2. **Peak magnitude**: How strong was the signal? Larger = the model relies more on context to retrieve the fact.
3. **Context-patch vs mask-patch**: If context-patch is flat (near zero), the model stores facts directly at the prediction position, not via context tokens.
4. **Clean-minus-corrupt baseline** (`clean_minus_corrupt` in the results): If positive, clean context helps. If negative, the model's knowledge is robust enough that corruption doesn't hurt — a sign of strong factual entrenchment.
5. **Cross-model comparison**: If two models peak at the same layer but with different magnitudes, the one with the *smaller* peak may actually have *stronger* knowledge (less to restore because corruption matters less).
## DatasetSpec JSON schema
```json
{
"domain": "string (required)",
"description": "string (required)",
"models": [
{
"name": "string",
"huggingface_id": "string"
}
],
"facts": [
{
"clean_subject": "string",
"corrupt_subject": "string",
"template": "string with {} placeholder",
"target": "string",
"context_from": "string",
"context_to": "string"
}
],
"variants": [["prefix", "suffix"], ...],
"output_dir": "string (default: 'output')"
}
```
## Fact design guidelines
When generating facts for the user:
- The template MUST contain `{}` where the subject goes
- `clean_subject` should be the unambiguously correct answer
- `corrupt_subject` should be a plausible but wrong alternative from the same category
- `target` is the token the model predicts (usually same as `clean_subject`)
- `context_from` is a word in the template that supports the correct answer
- `context_to` replaces it with something that shifts meaning but keeps the sentence grammatical
- Aim for 8–12 diverse facts per domain, covering different sub-topics
- Each fact should be testable as a fill-in-the-blank: "...is known as [MASK]..."
## Output files
After a run, the output directory will contain:
| File | Contents |
|------|----------|
| `dataset.json` | The generated prompt pairs |
| `run_config.json` | Models, domain, metadata |
| `trace_results.json` | Per-layer restoration scores |
| `fig1_mask_patch.png` | Mask-patch line chart |
| `fig2_context_patch.png` | Context-patch line chart |
| `fig3_flow.png` | Patching flow diagram |
| `fig4_heatmap.png` | Layer × model heatmap |
| `fig5_peaks.png` | Peak layer bar chart |
## Error handling
- If a model fails to load, `CausalTracer.__init__` will raise an exception.

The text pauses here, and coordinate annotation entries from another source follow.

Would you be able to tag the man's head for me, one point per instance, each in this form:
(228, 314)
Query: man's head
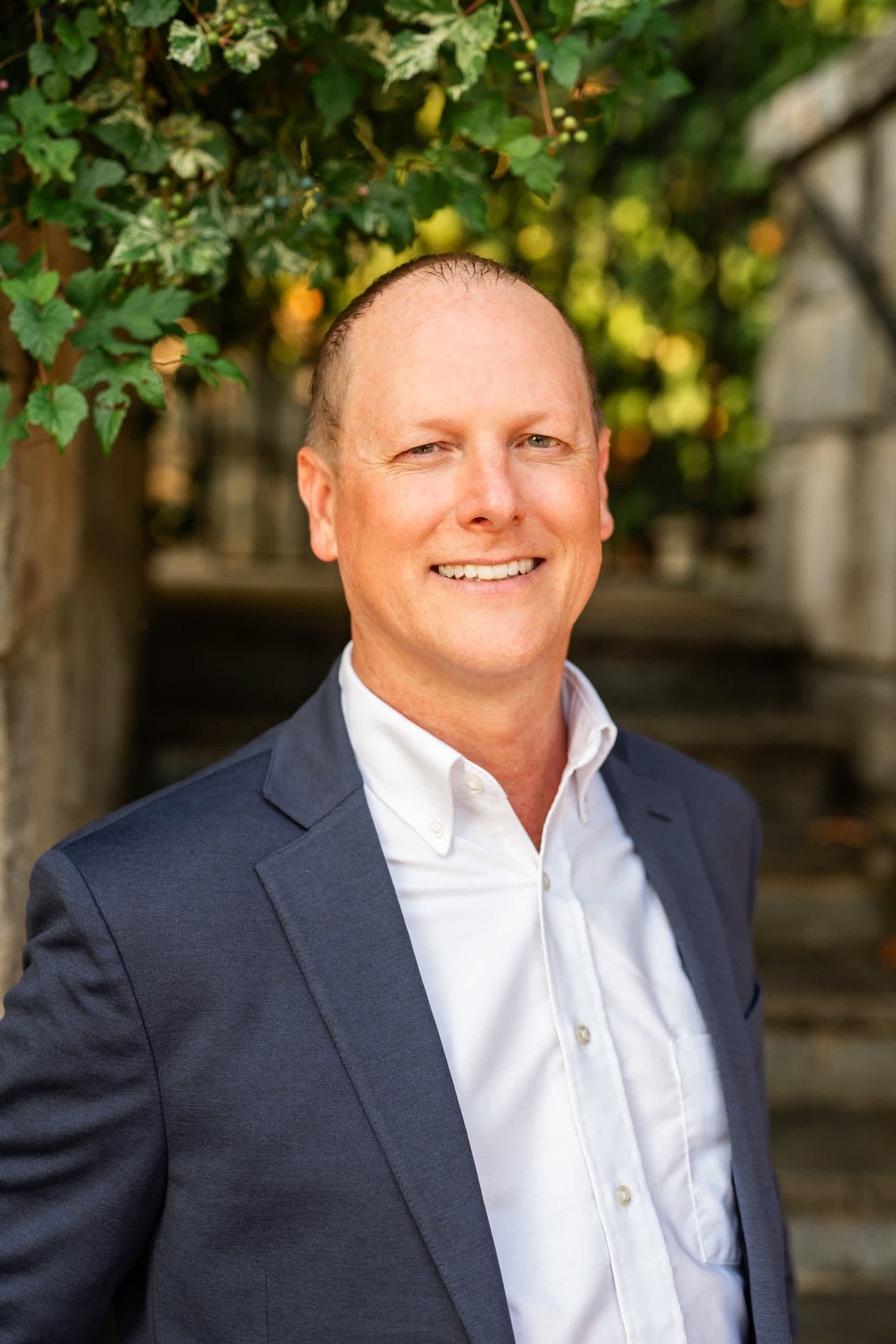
(332, 374)
(456, 425)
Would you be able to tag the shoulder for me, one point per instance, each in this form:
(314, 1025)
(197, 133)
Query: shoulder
(700, 785)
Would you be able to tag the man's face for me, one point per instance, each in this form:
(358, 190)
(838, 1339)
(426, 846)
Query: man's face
(466, 440)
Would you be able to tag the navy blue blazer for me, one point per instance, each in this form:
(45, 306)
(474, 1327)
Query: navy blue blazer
(225, 1107)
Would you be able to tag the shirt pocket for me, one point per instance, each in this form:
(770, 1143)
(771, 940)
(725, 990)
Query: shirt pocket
(708, 1149)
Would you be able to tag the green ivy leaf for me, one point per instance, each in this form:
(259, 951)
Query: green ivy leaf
(42, 60)
(335, 92)
(59, 410)
(187, 46)
(8, 133)
(203, 355)
(250, 51)
(50, 158)
(150, 14)
(11, 431)
(566, 58)
(41, 331)
(542, 174)
(109, 413)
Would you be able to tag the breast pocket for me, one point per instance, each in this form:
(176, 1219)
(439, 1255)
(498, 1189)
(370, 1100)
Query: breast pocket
(708, 1149)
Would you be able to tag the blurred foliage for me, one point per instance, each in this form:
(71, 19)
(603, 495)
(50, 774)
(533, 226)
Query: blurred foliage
(190, 147)
(662, 244)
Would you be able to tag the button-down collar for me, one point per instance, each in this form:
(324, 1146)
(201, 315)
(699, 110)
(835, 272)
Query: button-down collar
(416, 775)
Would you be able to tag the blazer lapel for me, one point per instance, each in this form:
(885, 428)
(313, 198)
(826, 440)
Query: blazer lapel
(337, 906)
(654, 815)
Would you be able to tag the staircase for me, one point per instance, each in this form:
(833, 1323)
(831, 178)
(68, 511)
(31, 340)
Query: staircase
(232, 649)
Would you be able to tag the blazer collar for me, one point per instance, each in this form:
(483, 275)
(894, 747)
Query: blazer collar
(333, 896)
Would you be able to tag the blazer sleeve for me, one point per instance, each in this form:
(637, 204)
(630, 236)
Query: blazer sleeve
(83, 1143)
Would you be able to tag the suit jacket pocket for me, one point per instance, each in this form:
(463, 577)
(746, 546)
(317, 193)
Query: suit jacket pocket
(708, 1149)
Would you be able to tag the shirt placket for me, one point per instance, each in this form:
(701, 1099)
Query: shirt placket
(603, 1123)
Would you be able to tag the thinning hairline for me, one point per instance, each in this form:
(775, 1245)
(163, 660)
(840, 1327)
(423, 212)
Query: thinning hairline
(327, 424)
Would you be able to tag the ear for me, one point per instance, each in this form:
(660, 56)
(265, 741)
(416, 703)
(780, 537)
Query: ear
(603, 463)
(317, 488)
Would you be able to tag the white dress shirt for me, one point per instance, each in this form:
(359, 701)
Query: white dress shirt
(580, 1060)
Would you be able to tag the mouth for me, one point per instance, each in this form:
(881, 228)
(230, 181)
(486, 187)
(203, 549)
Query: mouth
(488, 573)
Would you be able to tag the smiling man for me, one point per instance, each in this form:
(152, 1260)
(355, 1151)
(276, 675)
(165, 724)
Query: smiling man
(431, 1015)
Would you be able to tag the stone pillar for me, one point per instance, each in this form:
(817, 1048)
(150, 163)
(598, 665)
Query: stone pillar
(70, 617)
(828, 383)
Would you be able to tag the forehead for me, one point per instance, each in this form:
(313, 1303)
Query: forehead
(428, 343)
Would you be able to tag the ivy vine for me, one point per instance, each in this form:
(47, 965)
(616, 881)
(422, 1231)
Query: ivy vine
(181, 141)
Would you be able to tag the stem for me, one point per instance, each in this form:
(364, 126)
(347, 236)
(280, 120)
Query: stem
(539, 73)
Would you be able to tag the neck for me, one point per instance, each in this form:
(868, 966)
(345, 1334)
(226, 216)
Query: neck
(512, 729)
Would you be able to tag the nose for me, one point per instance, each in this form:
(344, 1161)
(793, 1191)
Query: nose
(489, 494)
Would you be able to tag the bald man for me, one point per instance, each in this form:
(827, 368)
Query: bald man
(431, 1015)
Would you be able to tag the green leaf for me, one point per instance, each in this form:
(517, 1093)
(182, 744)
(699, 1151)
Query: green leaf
(55, 86)
(150, 14)
(562, 11)
(11, 431)
(109, 413)
(187, 46)
(41, 331)
(59, 410)
(250, 51)
(566, 58)
(203, 355)
(90, 289)
(416, 53)
(335, 92)
(542, 174)
(50, 158)
(8, 133)
(42, 58)
(472, 38)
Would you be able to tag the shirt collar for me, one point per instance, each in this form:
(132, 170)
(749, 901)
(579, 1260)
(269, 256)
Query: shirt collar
(415, 773)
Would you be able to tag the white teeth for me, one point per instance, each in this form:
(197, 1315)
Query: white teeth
(484, 573)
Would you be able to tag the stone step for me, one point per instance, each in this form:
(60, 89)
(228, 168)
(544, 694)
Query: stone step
(855, 1316)
(821, 909)
(830, 1027)
(837, 1177)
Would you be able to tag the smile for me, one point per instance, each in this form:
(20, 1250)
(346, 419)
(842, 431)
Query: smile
(486, 573)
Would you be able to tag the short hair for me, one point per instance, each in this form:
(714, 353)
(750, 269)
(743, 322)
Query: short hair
(330, 382)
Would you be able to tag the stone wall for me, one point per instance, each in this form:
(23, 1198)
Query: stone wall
(828, 380)
(70, 616)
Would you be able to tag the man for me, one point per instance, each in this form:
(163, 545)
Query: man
(431, 1015)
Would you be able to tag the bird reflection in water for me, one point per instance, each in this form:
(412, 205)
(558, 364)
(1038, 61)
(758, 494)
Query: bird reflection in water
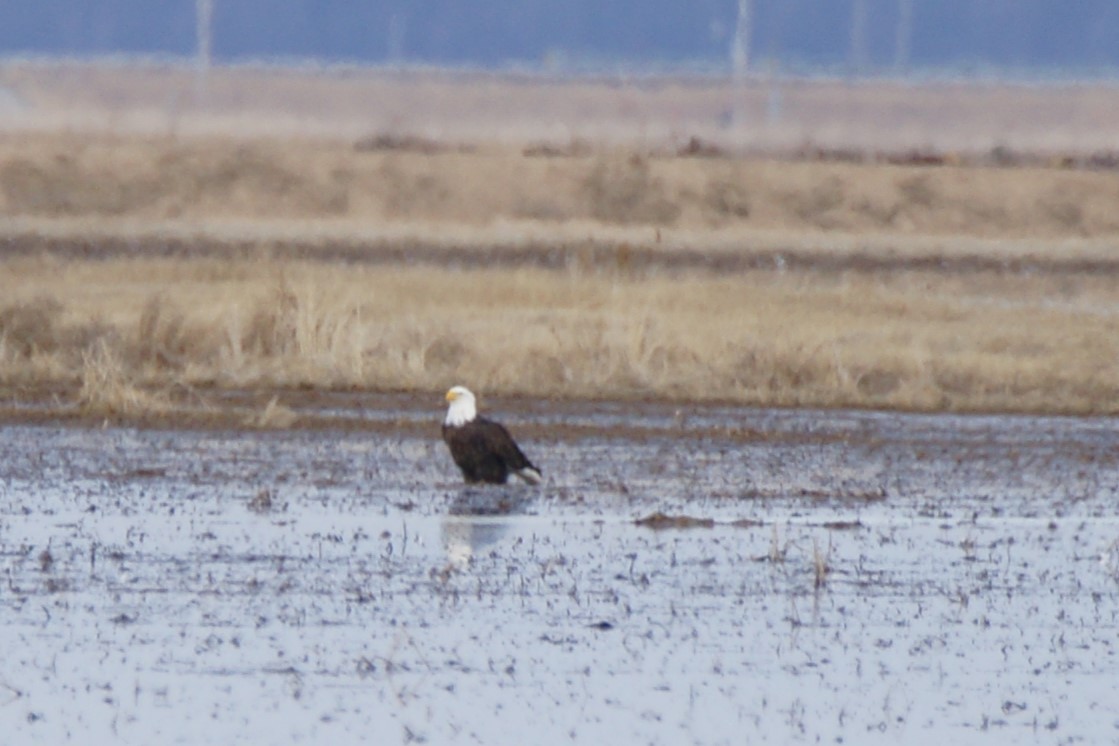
(476, 519)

Catch it and report the HuggingFace ID to the user — they may need to `pip install` a specific tokenizer or use `trust_remote_code=True`.
- If the `[MASK]` token is not found, the tracer falls back to finding the subject token position. This works but is less precise for MLMs.
- Running on CPU is fine for base-size models (~120M params). For large models, suggest the user use a GPU.